Looking at where this target applies in Web2, we bucket the transferable verticals to Web3 as: 

  1. Social and Media: In Web3, there is a notable shift towards models where creators and users are incentivised directly, moving away from the traditional ‘user as the product’ approach with all its negative externalities.
  1. Identity: This includes user data management and messaging, extending to the concept of wallets as our digital identity, or passport, in the decentralised web.  
  1. Finance and E-commerce: The decentralised nature of Web3 offers new opportunities for financial transactions and online commerce, with increased security and transparency.
  1. Gaming: Web3 opens up possibilities for decentralised gaming platforms that enable new forms of ownership and interaction within high-engagement digital ecosystems.
  1. DePIN: Decentralised Physical Infrastructure Networks are shaping up to be a crucial aspect of Web3, offering novel incentives for managing and optimising physical infrastructure across networks. 
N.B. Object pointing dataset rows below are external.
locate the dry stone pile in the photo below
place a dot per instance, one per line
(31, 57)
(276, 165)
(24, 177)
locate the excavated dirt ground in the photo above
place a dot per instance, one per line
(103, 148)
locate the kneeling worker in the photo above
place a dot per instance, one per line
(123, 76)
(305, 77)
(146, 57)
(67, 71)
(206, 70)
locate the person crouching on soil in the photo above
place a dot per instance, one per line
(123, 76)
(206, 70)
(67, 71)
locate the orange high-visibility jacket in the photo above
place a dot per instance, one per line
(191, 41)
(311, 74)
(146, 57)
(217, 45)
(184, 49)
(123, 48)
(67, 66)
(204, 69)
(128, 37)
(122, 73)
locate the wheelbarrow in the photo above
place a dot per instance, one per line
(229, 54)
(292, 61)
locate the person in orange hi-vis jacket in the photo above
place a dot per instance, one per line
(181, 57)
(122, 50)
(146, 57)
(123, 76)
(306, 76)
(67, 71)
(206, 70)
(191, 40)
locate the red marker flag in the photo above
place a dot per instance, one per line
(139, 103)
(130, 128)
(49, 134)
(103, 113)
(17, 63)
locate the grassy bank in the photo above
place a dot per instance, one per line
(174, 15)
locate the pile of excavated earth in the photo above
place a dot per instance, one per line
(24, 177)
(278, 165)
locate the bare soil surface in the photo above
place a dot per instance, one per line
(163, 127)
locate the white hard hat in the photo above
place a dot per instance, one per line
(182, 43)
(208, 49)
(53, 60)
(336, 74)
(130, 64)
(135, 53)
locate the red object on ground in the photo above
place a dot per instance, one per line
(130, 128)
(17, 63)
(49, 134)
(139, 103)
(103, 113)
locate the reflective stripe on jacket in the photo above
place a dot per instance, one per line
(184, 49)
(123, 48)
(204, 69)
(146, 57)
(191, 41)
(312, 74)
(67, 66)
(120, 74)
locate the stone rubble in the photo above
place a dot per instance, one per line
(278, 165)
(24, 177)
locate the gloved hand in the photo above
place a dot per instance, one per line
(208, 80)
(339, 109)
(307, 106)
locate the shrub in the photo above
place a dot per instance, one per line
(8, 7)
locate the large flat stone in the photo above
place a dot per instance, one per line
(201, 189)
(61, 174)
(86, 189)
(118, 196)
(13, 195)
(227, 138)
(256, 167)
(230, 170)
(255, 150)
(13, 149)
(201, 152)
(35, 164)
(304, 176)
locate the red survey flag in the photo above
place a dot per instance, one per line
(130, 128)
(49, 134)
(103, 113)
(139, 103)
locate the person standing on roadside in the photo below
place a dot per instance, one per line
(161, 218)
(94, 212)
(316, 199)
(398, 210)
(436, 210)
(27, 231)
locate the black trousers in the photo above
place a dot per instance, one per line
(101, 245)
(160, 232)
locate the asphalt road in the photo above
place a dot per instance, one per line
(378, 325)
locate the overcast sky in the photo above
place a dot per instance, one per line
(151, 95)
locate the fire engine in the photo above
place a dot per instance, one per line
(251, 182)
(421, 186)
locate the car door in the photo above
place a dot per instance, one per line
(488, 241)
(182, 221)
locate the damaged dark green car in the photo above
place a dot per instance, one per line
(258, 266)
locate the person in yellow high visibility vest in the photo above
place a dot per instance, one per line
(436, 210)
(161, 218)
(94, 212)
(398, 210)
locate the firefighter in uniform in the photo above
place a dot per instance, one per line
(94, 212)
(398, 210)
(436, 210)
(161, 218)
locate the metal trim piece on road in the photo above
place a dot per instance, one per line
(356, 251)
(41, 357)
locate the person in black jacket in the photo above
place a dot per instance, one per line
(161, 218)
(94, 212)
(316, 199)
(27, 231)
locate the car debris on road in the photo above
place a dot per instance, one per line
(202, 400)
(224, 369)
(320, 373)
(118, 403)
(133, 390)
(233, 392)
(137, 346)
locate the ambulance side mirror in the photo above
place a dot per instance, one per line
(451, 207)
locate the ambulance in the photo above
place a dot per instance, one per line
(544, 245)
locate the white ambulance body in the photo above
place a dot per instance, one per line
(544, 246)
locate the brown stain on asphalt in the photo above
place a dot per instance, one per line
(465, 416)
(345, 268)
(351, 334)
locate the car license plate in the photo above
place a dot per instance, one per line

Computation as the Asset Class

While these categories overlap, projects with credible go-to-market trajectories are emerging in each of these spheres, driven by a multitude of factors that include the need to review legacy business models, promote capital cost normalisation, drive native innovation, and accelerate blockchain’s compatibility with real-world infrastructure.
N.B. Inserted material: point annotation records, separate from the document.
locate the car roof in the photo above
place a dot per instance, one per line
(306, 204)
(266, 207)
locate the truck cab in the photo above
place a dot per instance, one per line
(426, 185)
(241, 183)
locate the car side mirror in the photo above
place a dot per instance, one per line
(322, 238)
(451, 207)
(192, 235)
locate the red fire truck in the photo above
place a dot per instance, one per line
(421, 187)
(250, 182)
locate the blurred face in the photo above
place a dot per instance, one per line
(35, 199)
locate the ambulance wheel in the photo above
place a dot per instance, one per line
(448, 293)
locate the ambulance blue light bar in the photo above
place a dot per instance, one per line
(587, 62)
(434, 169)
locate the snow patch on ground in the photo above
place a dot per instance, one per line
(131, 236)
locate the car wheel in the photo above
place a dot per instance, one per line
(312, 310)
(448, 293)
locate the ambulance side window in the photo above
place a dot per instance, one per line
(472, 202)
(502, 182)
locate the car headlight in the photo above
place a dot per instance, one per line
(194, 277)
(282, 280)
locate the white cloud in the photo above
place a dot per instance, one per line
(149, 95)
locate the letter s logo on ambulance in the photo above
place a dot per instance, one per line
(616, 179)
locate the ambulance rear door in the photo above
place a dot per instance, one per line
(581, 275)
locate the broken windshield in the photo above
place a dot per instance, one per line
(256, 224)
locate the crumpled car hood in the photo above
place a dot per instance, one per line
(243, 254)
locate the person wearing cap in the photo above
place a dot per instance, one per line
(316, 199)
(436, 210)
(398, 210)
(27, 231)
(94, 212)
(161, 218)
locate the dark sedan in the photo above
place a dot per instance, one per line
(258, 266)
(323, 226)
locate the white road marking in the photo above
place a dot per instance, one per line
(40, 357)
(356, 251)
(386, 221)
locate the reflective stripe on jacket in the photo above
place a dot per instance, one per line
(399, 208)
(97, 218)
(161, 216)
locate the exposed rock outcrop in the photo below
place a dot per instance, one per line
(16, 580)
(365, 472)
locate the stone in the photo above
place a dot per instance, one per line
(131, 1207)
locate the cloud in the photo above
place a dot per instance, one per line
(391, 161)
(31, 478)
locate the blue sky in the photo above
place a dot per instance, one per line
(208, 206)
The overarching point in all of this is that the single greatest innovation of our industry may in fact be the uncovering of a price discovery mechanism for the cost of computation, as its own asset class.

This reframes our relationship with the digital world in an entirely novel way – the implications of which are barely surfacing. 
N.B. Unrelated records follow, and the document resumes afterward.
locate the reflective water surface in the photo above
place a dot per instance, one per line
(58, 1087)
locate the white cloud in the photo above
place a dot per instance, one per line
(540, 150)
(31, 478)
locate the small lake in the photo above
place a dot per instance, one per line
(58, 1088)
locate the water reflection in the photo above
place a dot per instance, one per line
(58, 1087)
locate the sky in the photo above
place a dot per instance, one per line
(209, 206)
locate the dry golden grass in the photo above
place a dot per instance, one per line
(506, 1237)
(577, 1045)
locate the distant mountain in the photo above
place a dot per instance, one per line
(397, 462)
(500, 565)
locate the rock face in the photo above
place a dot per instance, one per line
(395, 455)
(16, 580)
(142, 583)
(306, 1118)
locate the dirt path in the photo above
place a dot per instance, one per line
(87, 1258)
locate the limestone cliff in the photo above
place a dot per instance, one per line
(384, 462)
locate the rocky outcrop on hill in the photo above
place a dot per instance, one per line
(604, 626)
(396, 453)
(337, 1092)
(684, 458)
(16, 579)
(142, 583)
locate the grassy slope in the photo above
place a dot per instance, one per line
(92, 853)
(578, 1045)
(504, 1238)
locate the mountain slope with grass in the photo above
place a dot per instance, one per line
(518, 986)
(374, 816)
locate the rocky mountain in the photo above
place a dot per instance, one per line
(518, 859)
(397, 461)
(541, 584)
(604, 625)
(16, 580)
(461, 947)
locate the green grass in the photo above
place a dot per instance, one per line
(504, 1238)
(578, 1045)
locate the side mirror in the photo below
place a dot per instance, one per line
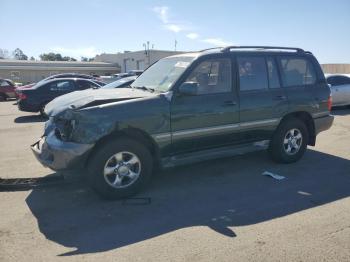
(189, 88)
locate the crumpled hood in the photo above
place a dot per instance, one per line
(92, 97)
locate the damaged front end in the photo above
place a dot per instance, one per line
(68, 139)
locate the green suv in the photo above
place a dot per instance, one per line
(187, 108)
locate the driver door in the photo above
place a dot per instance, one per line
(210, 117)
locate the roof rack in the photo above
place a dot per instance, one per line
(228, 48)
(210, 48)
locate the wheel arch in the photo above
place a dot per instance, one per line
(133, 133)
(307, 120)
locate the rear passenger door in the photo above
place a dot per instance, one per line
(299, 79)
(263, 101)
(210, 118)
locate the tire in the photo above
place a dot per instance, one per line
(286, 145)
(3, 97)
(126, 179)
(42, 111)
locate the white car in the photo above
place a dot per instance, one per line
(340, 88)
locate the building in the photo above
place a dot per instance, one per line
(336, 68)
(33, 71)
(137, 60)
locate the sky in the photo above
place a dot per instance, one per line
(85, 28)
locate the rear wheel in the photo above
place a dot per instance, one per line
(120, 168)
(2, 97)
(289, 142)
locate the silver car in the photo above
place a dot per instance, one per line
(340, 88)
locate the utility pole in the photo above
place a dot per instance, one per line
(147, 52)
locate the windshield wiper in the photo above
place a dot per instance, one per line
(144, 88)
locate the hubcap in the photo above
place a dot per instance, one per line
(122, 169)
(292, 141)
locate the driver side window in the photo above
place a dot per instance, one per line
(212, 76)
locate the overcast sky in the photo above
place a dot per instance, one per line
(86, 28)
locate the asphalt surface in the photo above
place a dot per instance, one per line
(222, 210)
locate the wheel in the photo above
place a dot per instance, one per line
(289, 141)
(42, 111)
(2, 97)
(120, 168)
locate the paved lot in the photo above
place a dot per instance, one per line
(222, 210)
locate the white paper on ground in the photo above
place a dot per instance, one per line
(275, 176)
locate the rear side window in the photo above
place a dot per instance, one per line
(252, 73)
(297, 72)
(274, 81)
(62, 86)
(82, 84)
(338, 80)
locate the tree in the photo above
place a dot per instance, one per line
(19, 55)
(4, 53)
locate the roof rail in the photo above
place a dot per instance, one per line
(218, 47)
(228, 48)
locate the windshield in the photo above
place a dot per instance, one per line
(161, 75)
(123, 82)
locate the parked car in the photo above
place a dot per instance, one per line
(340, 88)
(7, 89)
(121, 83)
(35, 98)
(65, 101)
(130, 73)
(187, 108)
(135, 72)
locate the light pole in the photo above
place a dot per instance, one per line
(147, 52)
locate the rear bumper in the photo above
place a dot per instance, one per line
(323, 123)
(59, 155)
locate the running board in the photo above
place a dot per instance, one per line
(208, 154)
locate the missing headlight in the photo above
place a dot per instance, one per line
(64, 128)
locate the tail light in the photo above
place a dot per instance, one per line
(22, 96)
(329, 103)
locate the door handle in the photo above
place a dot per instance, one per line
(230, 103)
(280, 97)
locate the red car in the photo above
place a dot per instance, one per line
(7, 89)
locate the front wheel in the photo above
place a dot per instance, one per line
(42, 111)
(120, 168)
(3, 97)
(289, 142)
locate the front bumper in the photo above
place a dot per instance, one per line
(59, 155)
(323, 123)
(23, 105)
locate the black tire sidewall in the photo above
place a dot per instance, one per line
(99, 159)
(2, 97)
(276, 147)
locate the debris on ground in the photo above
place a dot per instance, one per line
(18, 184)
(275, 176)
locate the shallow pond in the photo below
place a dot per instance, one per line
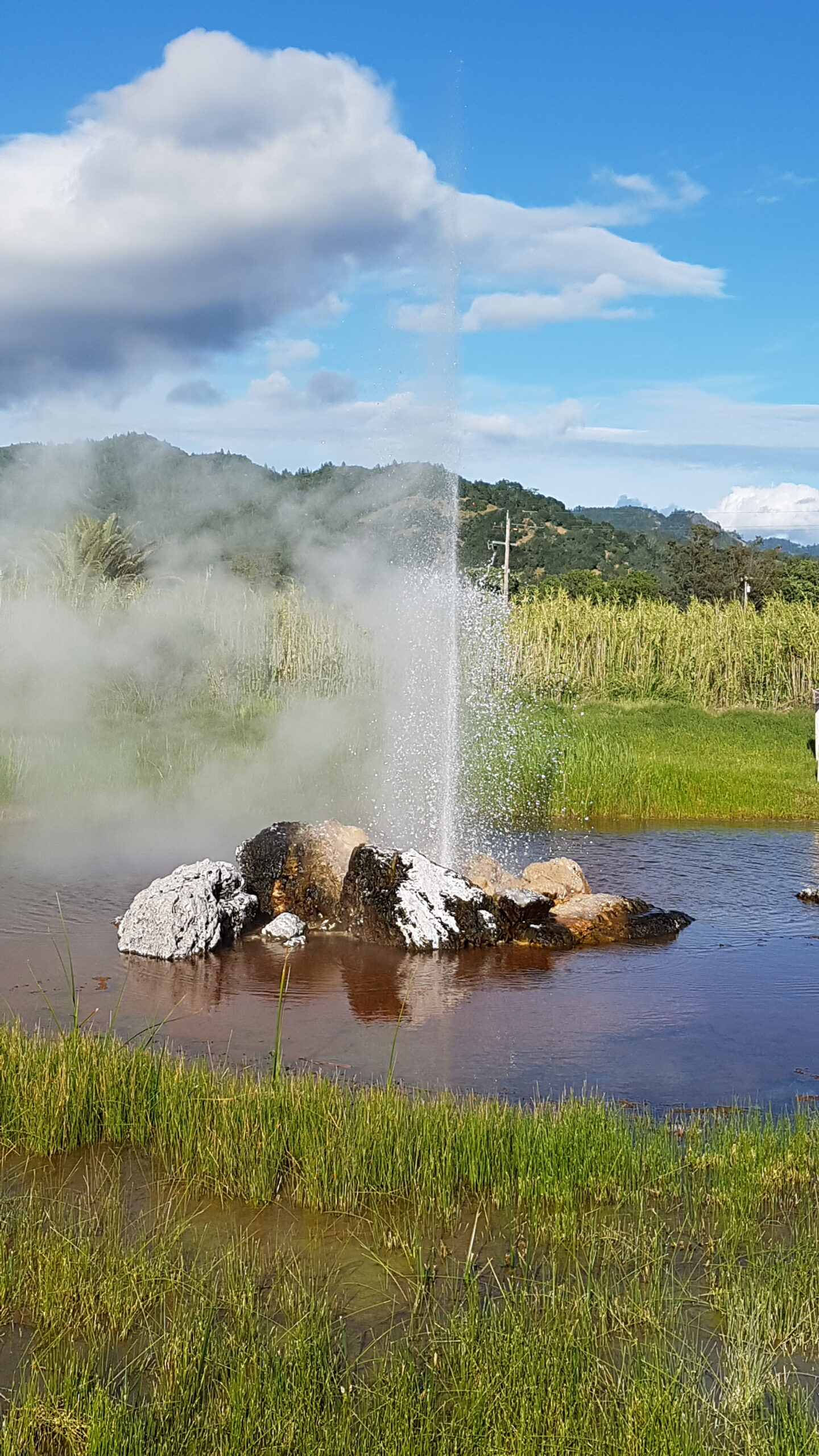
(726, 1012)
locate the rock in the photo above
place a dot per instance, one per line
(286, 928)
(559, 878)
(404, 899)
(299, 868)
(519, 911)
(608, 919)
(491, 877)
(188, 912)
(516, 912)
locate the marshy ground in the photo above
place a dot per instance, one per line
(188, 1263)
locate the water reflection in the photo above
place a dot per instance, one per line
(727, 1011)
(381, 983)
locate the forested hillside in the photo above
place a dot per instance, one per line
(263, 523)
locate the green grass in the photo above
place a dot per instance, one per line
(561, 1279)
(340, 1148)
(662, 762)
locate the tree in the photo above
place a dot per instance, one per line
(700, 568)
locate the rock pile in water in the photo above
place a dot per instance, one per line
(328, 877)
(190, 912)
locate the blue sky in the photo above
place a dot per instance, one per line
(697, 385)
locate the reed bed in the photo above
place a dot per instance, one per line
(710, 656)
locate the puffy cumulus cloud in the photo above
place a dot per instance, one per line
(777, 510)
(209, 198)
(197, 204)
(527, 311)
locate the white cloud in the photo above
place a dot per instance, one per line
(777, 510)
(561, 245)
(212, 197)
(527, 311)
(292, 351)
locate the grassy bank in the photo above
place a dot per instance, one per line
(662, 762)
(561, 1279)
(338, 1148)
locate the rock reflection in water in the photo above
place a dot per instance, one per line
(378, 981)
(727, 1011)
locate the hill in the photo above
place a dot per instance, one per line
(264, 523)
(653, 524)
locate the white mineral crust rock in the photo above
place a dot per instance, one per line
(187, 913)
(424, 912)
(288, 928)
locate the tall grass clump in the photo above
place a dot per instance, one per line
(710, 654)
(337, 1147)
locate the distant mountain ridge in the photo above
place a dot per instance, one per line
(644, 522)
(205, 508)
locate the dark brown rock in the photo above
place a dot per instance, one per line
(610, 919)
(299, 868)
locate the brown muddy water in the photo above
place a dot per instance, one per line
(726, 1012)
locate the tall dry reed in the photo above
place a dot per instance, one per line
(710, 656)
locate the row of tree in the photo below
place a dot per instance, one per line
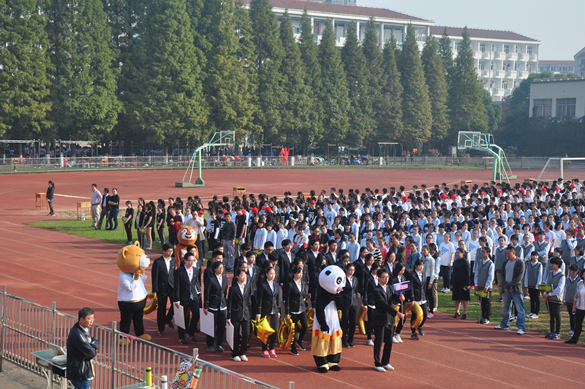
(168, 71)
Auros Ventures: Spearheading the Evolution of Digital Assets

Auros Ventures is a natural evolution for Auros as we continue to redefine investment norms and seize nascent opportunities. With a sharp focus on leveraging our expertise in risk management and liquidity provision, we are poised to enable innovation and drive the digital asset ecosystem to maturity. Our journey, marked by resilience and strategic growth, underscores our unwavering commitment to mastering the market’s complexities. 

As we embark on this bold new chapter, we extend an open invitation to builders, ecosystems, and fellow investors to join us in shaping the future of decentralised finance. Reach out now to be a part of this thrilling journey: [email protected]

An Afterword Bitcoin: Ordinals and BTC Layer-2 Matters 

No thesis on digital assets would be complete without acknowledging Bitcoin (BTC) – the cradle of the cryptoverse. Auros actively invests in BTC scalability solutions and advocates for smart contract implementations on the Bitcoin chain. We believe in expanding BTC’s relevance beyond the reactive macro trade that has sustained its adoption narrative to date. We see it going beyond hard money to becoming the base currency of computation. 

This is because our perspective transcends BTC’s role as a store of value or means of payment. We see its increasing connectivity as a signal of its role as the security backbone and ultimate validator of  the cryptoverse. 

As demand for on-chain security and related computations grows, BTC’s blocks will become the sought-after point of finality. 

Auros aligns its investments with this vision, which, over the long run, entails that BTC is much more than an inflation hedge, but rather a sentiment indicator for our rapidly shifting relationship with technology at large. 


The views expressed here are those of the individual Auros Ventures personnel and are not the views of the Auros Ventures or its affiliates.